The case of Kharma Odhiambo Omondi versus Crescent Construction Co. Ltd., Nairobi HCCC no. 2704 of 1987 where the plaintiff aged 42 years and employed as a watchman by a Nairobi firm received injuries in a road traffic accident being a compound fracture on both the left and right tibia and fibula bones, compound fracture of the left humerus, compound fractures of the left famur, severe soft tissue injuries the court assessed Kshs.450,000.00 as general damages for pain suffering and loss of amenities.
On liability it is clear that the plaintiff relies as negligence whose particulars are pleaded. From the evidence the accident was self involving. PW 2 was a passenger and he had no control over the manner the vehicle was being driven. He says the road was potholed and the driver was speeding and failed to control the vehicle properly causing it to roll. The defence called no evidence but pleaded that they deny the occurrence of the accident and denied that the plaintiff was a passenger in the said vehicle. The police abstract exhibit 5 shows that there was an accident involving the said motor vehicle and the plaintiff is named as one of the passengers who suffered injuries.

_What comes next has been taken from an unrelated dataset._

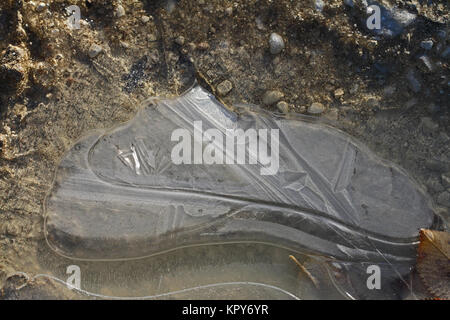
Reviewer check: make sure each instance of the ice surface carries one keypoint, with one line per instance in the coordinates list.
(118, 195)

That allegation by the defence has thus been disproved.
It was further pleaded that the accident was inevitable despite exercise of due care on the part of the driver. It was necessary to call the driver to come and tell the court what he did to avoid the accident to controveri what the plaintiff, said that no steps were taken by him to avert the accident. In the absence of such a testimony the pleading of unavoidable accident remain a mere allegation. In the premises the defence has been ousted and so the defendants are 100% liable to compensate the plaintiff for the injuries sustained.
On the quantum there is the claim of special damages proved by production of exhibit 5 abstract and 7 its receipt for 150.00 receipts from Kijabe hospital for 17,330.00 exhibits 6 (a) (b), cost of x-rays as per exhibit 10 Kshs.70.00 and charges by Dr. Kibore as per exhibit 8 and 9 Kshs. 4,500.00. Total under this heed Kshs.22,050.00 which I allow.
As for general damages I consider the fact that though the fractures were multiple they had healed satisfactorily and no serious permanent disabilities are experienced by the plaintiff. He was not on treatment as at the time of trial. He has occasional pain which are treated by rest and not medication. The plaintiff did not complain that the accident affected performance of his duties in any way. All the same it cannot be ignored that he suffered injuries and loss of blood. I have considered all the relevant factors and assess Kshs.320,000.00 as general damages for pain suffering and loss of amenities.
I therefore enter judgement for the plaintiff on the following terms:-
1. Special damages of Kshs.22,050.00 with interest at court rates from the date of filling till payment is full.
2. General damages for pain suffering and loss of amenities kshs.320,000.00 with interest at court rates from the date of judgement till payment is full.
3. Costs of the suit.
Dated, read and delivered at Machakos this 17th day of January, 2003.